Publicité

Le déficit public réduit de moitié en deux ans

La secrétaire d'Etat au Budget Eva De Bleeker (Open Vld) voudrait résorber le déficit sans attendre. ©BELGA

Le budget file vers un déficit de 21,3 milliards d’euros l’an prochain. C’est ce que montre le nouveau rapport du Comité de monitoring. En 2020, au plus fort de la pandémie, le déficit était deux fois plus élevé.

21,3
milliards d'euros
Le Comité de monitoring anticipe un déficit global de 4,14% du PIB en 2022, soit 21,3 milliards d'euros.

Les fonctionnaires dirigeants des principaux ministères et parastataux ont terminé d’examiner les recettes et dépenses du fédéral, de la sécurité sociale et des entités fédérées. La publication de ce rapport, qui s’appuie sur le budget économique établi par le Bureau du Plan le 9 septembre dernier, marque le coup d’envoi des travaux du gouvernement pour la confection du budget pour 2022.

Cela fait plusieurs semaines que la tension monte entre les socialistes qui ne veulent pas entendre parler d’assainissement et la secrétaire d’État au Budget Eva De Bleeker (Open Vld) qui se dit favorable à une correction rapide.

Au total, ce sont plutôt des bonnes nouvelles qu’annonce le Comité de monitoring, après deux années de déficit abyssal causé par la pandémie.
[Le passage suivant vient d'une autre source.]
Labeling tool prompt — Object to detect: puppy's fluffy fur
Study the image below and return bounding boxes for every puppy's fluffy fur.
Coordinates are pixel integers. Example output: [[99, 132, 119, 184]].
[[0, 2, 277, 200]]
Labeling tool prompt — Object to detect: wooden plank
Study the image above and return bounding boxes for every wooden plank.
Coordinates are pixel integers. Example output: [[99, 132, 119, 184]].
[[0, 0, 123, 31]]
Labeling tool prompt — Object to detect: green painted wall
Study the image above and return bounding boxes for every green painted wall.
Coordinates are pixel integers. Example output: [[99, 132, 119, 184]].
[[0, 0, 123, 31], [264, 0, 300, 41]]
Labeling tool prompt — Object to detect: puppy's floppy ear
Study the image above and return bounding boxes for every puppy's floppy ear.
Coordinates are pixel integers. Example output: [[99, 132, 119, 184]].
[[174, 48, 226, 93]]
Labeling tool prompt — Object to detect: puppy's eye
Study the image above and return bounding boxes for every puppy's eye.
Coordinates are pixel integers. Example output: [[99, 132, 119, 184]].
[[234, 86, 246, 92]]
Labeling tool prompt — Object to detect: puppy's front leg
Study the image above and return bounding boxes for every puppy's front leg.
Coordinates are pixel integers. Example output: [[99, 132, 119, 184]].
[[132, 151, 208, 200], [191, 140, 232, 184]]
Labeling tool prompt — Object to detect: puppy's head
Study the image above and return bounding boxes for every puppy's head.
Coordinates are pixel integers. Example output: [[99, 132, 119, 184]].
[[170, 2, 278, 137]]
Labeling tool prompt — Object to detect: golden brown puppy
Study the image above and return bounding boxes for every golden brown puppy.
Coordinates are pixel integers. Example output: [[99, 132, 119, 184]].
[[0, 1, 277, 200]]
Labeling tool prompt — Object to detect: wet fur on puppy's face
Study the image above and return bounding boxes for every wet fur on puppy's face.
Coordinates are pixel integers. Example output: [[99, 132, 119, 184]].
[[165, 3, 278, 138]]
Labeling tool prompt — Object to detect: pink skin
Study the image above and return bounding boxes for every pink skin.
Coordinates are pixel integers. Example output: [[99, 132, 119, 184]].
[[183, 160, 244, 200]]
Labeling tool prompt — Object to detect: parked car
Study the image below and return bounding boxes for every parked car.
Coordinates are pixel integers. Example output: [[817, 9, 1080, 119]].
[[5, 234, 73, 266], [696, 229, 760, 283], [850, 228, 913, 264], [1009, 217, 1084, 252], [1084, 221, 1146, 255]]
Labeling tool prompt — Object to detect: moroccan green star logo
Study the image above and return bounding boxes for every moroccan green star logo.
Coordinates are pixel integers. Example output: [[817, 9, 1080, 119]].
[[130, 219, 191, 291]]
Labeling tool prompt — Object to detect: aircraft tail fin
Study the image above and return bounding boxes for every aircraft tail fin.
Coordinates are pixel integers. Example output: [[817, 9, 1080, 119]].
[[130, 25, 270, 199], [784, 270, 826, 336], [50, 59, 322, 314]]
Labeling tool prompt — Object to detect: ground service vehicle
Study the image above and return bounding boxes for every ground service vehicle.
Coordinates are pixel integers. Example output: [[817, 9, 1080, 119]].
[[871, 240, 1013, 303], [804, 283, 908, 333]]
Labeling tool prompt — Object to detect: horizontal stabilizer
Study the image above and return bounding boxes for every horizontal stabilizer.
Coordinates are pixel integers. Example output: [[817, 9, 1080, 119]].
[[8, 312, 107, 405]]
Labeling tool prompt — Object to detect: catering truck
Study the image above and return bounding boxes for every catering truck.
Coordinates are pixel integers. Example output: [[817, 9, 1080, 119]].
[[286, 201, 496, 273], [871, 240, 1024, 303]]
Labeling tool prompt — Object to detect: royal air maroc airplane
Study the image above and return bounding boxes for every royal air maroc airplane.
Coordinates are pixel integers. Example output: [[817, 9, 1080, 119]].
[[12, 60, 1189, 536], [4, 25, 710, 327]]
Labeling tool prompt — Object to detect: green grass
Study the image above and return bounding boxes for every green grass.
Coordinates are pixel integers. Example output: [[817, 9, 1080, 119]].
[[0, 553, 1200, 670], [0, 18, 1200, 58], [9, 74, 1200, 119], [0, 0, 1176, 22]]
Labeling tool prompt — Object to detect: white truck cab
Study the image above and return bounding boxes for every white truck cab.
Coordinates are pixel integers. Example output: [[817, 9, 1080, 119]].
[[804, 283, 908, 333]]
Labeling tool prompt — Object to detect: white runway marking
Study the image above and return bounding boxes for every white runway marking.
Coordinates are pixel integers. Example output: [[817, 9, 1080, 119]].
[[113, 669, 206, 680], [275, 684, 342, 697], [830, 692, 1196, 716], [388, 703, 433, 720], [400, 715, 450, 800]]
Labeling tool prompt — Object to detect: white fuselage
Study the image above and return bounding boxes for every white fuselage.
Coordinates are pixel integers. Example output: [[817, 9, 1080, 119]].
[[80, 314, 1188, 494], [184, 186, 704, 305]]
Les bonnes nouvelles budgétaires s’appuient sur une reprise économique soutenue puisqu’on attend 5,7% de croissance du PIB en 2021 et 3% en 2022. À cela s’ajoute la fin annoncée des mesures de soutien à l’économie (chômage temporaire et droit passerelle principalement) qui pèsent lourdement sur les finances publiques.

7,28%
Pour 2021, le Comité de monitoring annonce un déficit de 7,28% du PIB, soit 35,7 milliards d’euros.

Du coup, les prévisions budgétaires sont moins mauvaises qu'avant les vacances d’été. Pour 2021, le Comité de monitoring table sur un déficit global de 7,28% du PIB, soit 35,7 milliards d’euros. C'est 2,1 milliards de mieux que l'estimation de juillet. À politique inchangée, le déficit devrait se tasser à 4,14% en 2022, soit 21,3 milliards d’euros. C’est la moitié du déficit de 2020, l’année où la pandémie a mis le pays à l’arrêt pendant plusieurs mois et qui s’est soldée par un déficit de 42,1 milliards d’euros.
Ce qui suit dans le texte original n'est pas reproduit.